Read state (last_read_at) is tracked server-side for consistency across devices:

• Stored as Unix timestamp in contacts.last_read_at and channels.last_read_at
• Updated via POST /api/contacts/{key}/mark-read and POST /api/channels/{key}/mark-read
• Bulk update via POST /api/read-state/mark-all-read
• Aggregated counts via GET /api/read-state/unreads (server-side computation)

State Tracking Keys (Frontend): Generated by getStateKey() for message times (sidebar sorting):

• Channels: channel-{channel_key}
• Contacts: contact-{full-public-key}

Note: These are NOT the same as Message.conversation_key (the database field).

Server-Side Decryption

The server can decrypt packets using stored keys, both in real-time and for historical packets.

Channel messages: Decrypted automatically when a matching channel key is available.
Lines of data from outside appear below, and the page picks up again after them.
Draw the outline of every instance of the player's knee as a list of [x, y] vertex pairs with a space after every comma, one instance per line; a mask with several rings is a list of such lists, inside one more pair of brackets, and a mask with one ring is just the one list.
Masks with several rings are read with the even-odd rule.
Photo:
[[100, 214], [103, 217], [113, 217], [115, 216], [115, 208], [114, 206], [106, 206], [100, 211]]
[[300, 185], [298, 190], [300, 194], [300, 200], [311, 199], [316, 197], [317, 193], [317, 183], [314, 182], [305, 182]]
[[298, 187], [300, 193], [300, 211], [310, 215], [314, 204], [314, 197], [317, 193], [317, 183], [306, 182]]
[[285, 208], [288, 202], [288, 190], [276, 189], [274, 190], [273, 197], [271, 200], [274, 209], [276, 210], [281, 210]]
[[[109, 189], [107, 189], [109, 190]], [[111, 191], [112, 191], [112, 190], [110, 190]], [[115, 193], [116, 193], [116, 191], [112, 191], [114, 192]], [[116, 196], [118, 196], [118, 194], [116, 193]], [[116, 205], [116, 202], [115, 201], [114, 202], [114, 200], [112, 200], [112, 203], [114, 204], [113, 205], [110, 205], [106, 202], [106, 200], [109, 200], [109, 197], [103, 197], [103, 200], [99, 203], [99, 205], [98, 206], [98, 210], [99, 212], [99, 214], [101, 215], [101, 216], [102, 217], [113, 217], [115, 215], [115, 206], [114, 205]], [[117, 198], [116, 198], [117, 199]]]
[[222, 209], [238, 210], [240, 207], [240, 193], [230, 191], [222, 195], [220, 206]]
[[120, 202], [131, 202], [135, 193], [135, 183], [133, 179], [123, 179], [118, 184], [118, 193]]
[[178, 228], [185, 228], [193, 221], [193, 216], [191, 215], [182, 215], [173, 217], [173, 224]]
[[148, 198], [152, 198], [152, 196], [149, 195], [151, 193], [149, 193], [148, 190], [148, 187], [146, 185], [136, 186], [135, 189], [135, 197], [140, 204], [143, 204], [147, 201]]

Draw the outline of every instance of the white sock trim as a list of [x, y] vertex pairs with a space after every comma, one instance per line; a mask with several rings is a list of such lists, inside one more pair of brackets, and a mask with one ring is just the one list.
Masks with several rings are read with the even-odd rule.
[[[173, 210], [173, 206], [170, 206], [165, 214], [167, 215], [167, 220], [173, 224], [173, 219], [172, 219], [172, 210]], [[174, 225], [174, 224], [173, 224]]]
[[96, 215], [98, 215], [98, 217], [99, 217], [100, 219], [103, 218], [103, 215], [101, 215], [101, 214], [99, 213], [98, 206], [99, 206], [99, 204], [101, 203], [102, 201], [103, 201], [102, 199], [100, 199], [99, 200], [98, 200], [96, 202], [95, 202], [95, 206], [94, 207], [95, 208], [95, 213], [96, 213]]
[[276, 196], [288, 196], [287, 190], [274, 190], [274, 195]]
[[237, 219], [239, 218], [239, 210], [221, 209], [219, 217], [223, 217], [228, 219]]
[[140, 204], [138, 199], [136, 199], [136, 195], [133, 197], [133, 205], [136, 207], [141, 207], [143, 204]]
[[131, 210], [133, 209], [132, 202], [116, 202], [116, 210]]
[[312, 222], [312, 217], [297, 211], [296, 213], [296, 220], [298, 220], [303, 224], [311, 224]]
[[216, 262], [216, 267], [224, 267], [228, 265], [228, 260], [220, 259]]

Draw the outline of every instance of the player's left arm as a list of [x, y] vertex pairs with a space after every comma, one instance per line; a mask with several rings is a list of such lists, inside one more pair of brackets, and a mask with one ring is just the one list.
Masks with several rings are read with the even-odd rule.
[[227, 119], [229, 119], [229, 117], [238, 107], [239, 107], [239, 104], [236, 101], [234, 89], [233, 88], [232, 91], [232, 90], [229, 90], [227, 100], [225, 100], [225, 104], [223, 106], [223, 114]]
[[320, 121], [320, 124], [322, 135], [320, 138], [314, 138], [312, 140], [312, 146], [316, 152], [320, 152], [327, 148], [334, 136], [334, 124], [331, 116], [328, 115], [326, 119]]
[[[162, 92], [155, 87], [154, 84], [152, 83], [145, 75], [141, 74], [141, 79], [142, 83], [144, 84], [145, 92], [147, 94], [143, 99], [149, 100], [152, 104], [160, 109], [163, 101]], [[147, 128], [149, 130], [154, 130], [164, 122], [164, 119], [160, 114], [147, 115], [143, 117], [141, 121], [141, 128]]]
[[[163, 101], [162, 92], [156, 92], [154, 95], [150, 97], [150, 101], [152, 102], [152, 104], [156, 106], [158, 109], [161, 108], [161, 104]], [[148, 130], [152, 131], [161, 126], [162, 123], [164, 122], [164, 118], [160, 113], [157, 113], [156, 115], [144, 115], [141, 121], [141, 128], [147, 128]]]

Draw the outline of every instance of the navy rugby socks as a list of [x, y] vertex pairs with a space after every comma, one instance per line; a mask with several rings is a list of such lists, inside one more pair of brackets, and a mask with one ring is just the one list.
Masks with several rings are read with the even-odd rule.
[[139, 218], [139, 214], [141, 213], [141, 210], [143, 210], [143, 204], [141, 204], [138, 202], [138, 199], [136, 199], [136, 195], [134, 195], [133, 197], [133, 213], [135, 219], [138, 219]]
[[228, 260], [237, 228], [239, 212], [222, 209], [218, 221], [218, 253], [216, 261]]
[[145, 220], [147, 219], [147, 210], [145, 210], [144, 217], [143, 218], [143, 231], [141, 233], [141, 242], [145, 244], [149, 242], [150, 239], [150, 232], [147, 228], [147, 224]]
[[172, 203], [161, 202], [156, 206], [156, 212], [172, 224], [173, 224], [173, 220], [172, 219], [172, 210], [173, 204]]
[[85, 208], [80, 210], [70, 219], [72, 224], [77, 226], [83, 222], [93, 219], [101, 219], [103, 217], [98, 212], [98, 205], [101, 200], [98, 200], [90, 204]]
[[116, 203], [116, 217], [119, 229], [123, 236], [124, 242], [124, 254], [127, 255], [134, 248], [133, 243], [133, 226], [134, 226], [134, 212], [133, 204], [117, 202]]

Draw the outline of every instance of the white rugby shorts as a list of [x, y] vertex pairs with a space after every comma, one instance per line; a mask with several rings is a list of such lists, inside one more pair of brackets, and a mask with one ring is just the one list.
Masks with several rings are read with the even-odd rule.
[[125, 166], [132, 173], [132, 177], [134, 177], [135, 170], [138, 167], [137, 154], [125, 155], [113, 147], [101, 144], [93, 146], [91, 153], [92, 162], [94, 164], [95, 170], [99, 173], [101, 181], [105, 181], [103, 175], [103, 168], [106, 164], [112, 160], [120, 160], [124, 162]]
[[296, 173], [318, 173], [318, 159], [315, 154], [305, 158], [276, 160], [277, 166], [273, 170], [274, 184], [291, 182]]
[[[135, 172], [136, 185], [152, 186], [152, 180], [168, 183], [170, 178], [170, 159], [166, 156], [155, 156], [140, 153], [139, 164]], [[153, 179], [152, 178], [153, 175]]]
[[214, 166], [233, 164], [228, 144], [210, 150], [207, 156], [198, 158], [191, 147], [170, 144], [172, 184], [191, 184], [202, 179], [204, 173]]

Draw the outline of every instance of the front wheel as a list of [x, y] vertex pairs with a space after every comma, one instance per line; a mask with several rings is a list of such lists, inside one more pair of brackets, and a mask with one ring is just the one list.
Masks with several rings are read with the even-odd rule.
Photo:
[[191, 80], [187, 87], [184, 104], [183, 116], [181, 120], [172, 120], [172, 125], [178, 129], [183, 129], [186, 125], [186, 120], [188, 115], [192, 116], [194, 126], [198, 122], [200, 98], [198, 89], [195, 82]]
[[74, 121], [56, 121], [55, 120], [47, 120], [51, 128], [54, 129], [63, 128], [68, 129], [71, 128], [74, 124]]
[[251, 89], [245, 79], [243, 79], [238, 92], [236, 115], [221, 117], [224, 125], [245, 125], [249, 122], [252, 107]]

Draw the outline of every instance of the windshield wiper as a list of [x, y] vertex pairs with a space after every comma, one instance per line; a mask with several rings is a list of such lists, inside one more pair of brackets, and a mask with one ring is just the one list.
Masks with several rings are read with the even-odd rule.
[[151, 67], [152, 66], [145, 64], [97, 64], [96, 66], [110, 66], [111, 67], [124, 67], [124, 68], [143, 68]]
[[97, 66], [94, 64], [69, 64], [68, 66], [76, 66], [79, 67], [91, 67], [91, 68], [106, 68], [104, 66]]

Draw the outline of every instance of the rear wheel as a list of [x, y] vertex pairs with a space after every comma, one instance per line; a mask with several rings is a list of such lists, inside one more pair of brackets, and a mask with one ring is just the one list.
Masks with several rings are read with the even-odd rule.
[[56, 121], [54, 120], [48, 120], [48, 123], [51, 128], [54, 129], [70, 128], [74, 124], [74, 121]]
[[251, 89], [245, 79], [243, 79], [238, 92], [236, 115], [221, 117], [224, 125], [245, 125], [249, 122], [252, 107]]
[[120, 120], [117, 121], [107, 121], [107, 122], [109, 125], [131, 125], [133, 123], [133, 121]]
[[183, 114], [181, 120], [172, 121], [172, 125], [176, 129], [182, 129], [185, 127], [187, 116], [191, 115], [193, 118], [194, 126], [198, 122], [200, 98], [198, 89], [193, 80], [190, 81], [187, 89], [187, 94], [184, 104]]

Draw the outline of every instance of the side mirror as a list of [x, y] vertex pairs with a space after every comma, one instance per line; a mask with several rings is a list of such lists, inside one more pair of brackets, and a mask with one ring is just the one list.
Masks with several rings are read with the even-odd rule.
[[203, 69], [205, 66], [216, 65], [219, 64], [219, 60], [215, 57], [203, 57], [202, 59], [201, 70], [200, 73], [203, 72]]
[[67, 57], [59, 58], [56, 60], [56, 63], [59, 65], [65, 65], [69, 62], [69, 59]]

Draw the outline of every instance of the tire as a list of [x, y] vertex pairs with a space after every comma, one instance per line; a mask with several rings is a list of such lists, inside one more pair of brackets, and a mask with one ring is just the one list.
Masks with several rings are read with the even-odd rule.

Direct messages: Decrypted server-side using the private key exported from the radio on startup. This enables DM decryption even when the contact isn't loaded on the radio. The private key is stored in memory only (see keystore.py).

MeshCore Library

The meshcore_py library provides radio communication. Key patterns:

# Connection
mc = await MeshCore.create_serial(port="/dev/ttyUSB0")

# Commands
await mc.commands.send_msg(dst, msg)
await mc.commands.send_chan_msg(channel_idx, msg)
await mc.commands.get_contacts()
await mc.commands.set_channel(idx, name, key)

# Events
mc.subscribe(EventType.CONTACT_MSG_RECV, handler)
mc.subscribe(EventType.CHANNEL_MSG_RECV, handler)
mc.subscribe(EventType.ACK, handler)

Environment Variables

Variable	Default	Description
MESHCORE_SERIAL_PORT	auto-detect	Serial port for radio
MESHCORE_TCP_HOST	(none)	TCP host for radio (mutually exclusive with serial/BLE)
MESHCORE_TCP_PORT	4000	TCP port (used with MESHCORE_TCP_HOST)
MESHCORE_BLE_ADDRESS	(none)	BLE device address (mutually exclusive with serial/TCP)
MESHCORE_BLE_PIN	(required with BLE)	BLE PIN code
MESHCORE_DATABASE_PATH	data/meshcore.db	SQLite database location

Note: Runtime app settings are stored in the database (app_settings table), not environment variables. These include max_radio_contacts, auto_decrypt_dm_on_advert, sidebar_sort_order, advert_interval, last_advert_time, favorites, last_message_times, and bots. They are configured via GET/PATCH /api/settings (and related settings endpoints).

Byte-perfect channel retries are user-triggered via POST /api/messages/channel/{message_id}/resend and are allowed for 30 seconds after the original send.

Transport mutual exclusivity: Only one of MESHCORE_SERIAL_PORT, MESHCORE_TCP_HOST, or MESHCORE_BLE_ADDRESS may be set. If none are set, serial auto-detection is used.